Titre: Dodo la ninette
Auteur:
aylalaThème: Dès que le soleil se couche
Fic n°5
Fandom: Original
Disclaimer: La petite chanson à la fin appartient au folklore réunionnais.
Dodo la ninette
Le bruit des chiens, le cri des hommes…Tout se mélangeait dans la tête de Malala. Le guetteur venaient d’arriver, son souffle lui manquait mais tous avaient compris : les chasseurs arrivaient.
Immédiatement, parce que leur survie dépendait énormément de leur vitesse de réaction, les marrons du camp s’affairèrent. Ils éteignirent le feu qui pouvait les démasquer, certains prirent des armes, d’autres aidèrent les vieillards à fuir.
Malala, elle, se précipita pour attraper son bébé qui dormait sur une paillasse de fortune, et serrant sa fille contre son cœur, courut aussi vite que ses jambes le lui permettait.
Ils avaient attendu le couché du soleil, ces monstres, ces tueurs, ces Blancs.
Jamais de jour ils n’auraient retrouvé le campement, et ils étaient bien trop peureux pour s’aventurer dans la forêt la nuit. Malala savait que leur seule chance de survie était de se cacher jusqu’au moment où la nuit serait définitivement tombée.

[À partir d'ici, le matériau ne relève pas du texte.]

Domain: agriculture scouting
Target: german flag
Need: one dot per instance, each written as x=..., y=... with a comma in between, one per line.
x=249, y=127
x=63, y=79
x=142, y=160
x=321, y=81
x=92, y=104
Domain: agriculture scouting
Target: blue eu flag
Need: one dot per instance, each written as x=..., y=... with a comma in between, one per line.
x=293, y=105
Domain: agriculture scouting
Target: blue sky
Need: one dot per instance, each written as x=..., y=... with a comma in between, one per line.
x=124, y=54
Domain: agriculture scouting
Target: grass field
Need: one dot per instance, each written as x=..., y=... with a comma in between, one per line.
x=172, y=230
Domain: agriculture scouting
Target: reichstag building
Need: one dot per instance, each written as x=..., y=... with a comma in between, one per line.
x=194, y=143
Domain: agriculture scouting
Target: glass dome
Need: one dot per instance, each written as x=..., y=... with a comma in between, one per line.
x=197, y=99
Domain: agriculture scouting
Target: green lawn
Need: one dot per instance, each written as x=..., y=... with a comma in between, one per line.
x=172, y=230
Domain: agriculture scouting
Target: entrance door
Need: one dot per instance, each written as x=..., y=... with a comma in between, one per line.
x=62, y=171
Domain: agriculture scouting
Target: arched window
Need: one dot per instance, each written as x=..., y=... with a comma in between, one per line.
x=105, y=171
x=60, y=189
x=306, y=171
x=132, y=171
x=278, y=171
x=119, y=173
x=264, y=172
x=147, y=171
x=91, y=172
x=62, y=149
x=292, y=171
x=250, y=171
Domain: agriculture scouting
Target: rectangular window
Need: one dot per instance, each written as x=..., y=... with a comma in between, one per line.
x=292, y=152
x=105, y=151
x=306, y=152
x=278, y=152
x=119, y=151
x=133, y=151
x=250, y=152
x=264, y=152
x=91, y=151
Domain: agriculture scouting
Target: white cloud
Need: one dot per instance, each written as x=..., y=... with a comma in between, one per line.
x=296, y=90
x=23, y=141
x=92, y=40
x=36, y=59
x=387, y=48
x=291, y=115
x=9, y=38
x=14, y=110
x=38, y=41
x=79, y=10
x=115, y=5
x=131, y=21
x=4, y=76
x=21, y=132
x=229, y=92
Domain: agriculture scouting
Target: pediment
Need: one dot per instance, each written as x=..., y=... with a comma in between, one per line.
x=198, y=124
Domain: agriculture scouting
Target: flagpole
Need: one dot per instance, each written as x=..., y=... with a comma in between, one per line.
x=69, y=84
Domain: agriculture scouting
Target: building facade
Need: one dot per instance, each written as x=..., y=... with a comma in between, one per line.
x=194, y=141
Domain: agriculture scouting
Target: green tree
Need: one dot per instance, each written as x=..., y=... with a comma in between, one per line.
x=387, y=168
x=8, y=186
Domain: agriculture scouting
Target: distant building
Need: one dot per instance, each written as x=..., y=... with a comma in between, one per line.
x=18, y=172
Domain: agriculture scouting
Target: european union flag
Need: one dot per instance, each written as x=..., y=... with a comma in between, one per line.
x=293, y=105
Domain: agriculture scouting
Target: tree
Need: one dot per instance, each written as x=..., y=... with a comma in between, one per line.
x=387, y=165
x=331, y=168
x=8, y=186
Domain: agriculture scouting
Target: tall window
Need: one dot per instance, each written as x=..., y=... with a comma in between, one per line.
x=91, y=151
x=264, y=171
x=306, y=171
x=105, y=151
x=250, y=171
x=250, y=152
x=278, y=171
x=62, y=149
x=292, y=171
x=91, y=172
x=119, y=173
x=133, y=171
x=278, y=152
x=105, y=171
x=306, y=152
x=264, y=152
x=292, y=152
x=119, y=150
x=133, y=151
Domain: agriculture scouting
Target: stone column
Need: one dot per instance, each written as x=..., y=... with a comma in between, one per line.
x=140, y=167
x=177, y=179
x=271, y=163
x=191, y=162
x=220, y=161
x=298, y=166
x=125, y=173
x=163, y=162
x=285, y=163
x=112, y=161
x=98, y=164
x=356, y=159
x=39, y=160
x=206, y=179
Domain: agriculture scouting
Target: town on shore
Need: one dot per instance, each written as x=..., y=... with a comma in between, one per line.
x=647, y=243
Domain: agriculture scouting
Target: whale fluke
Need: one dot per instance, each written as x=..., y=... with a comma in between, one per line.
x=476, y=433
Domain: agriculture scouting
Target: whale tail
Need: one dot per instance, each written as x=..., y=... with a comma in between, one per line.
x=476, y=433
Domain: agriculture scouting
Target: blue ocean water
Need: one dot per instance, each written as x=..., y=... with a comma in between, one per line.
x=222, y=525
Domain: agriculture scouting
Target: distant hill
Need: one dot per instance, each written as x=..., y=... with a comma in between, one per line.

Protégeant autant que possible la tête de sa petite fille, elle plongea dans un buisson d’épines et se nicha sous une grande fougère en espérant que les chiens passeraient loin du camp et ne pourraient pas la retrouver.
Elle était encore jeune, elle ne voulait pas retourner à la Plantation. Elle savait qu’on lui ferait payer au centuple son marronnage, si le Maitre ne décidait tout simplement pas de les tuer, elle, Lalaïna et tous ceux qu’ils captureraient.
Elle desserra l’étreinte de ses bras et se pencha sur le visage de sa fille. Les lèvres de l’enfant se mirent à trembler et le cœur de la jeune femme se serra.
- « Non ! Non bébé ! »chuchota-t-elle en la berçant « Ne pleure pas ! »
Mais déjà la petite laissait échapper sa peur par de bruyants sanglots.
- « Lalaïna ! Non ! » supplia Malala qui tendait l’oreille « On va se faire prendre ! »
Mais la petite ne comprenait pas. De toutes parts, dans les buissons et dans les arbres environnant, des voix courroucées s’élevèrent alors.
- « Tu veux nous faire tuer ! » gronda celle d’un homme
- « Fait la taire ! » ordonna celle d’une femme.
Malala était désespérée, c’était son premier enfant et elle n’avait pas l’habitude. Les aboiements des chiens se rapprochaient. Si elle ne faisait rien, elle entrainerait tous le clan à sa perte, mais se rendre était hors de question. Elle tenta de donner le sein à l’enfant mais celui-ci le refusa et se remit à pleurer.
- « Si tu ne la fait pas taire » menaça une voix non loin d’elle dans la pénombre du soleil couchant « Je me chargerais de le faire ! »
Malala, horrifiée, savait qu’aucun de ses compagnons n’hésiterait à faire du mal à son enfant plutôt que de se laisser capturer par les Chasseurs de Noirs. La jeune femme tenta alors le tout pour le tout et se mit à bercer sa fille. Puis, rapprochant sa bouche de son oreille, elle chantonna à voix basse la berceuse qu’elle avait entendue chanter maintes et maintes fois par les autres femmes marronnes.
Dodo la ninette, l’enfant de Jeannette
Lalaïna ouvrit de grands yeux ronds et ses pleurs se calmèrent. Malala poursuivit.
Si la ninette y dodo pas, chaque marron va souk a elle.
La petite fille se tut et le cœur de Malala s’apaisa un peu. Elle posa un baiser sur le front de sa fille avant de reprendre la contine, en la serrant contre son cœur et en fermant les yeux à s’en faire mal aux paupières.
Elle chanterait tant qu’elle sentirait la présence des chiens et de leurs maitres. Elle chanterait pour calmer sa fille et se donner du courage. Elle chanterait tant que le soleil ne serait pas couché.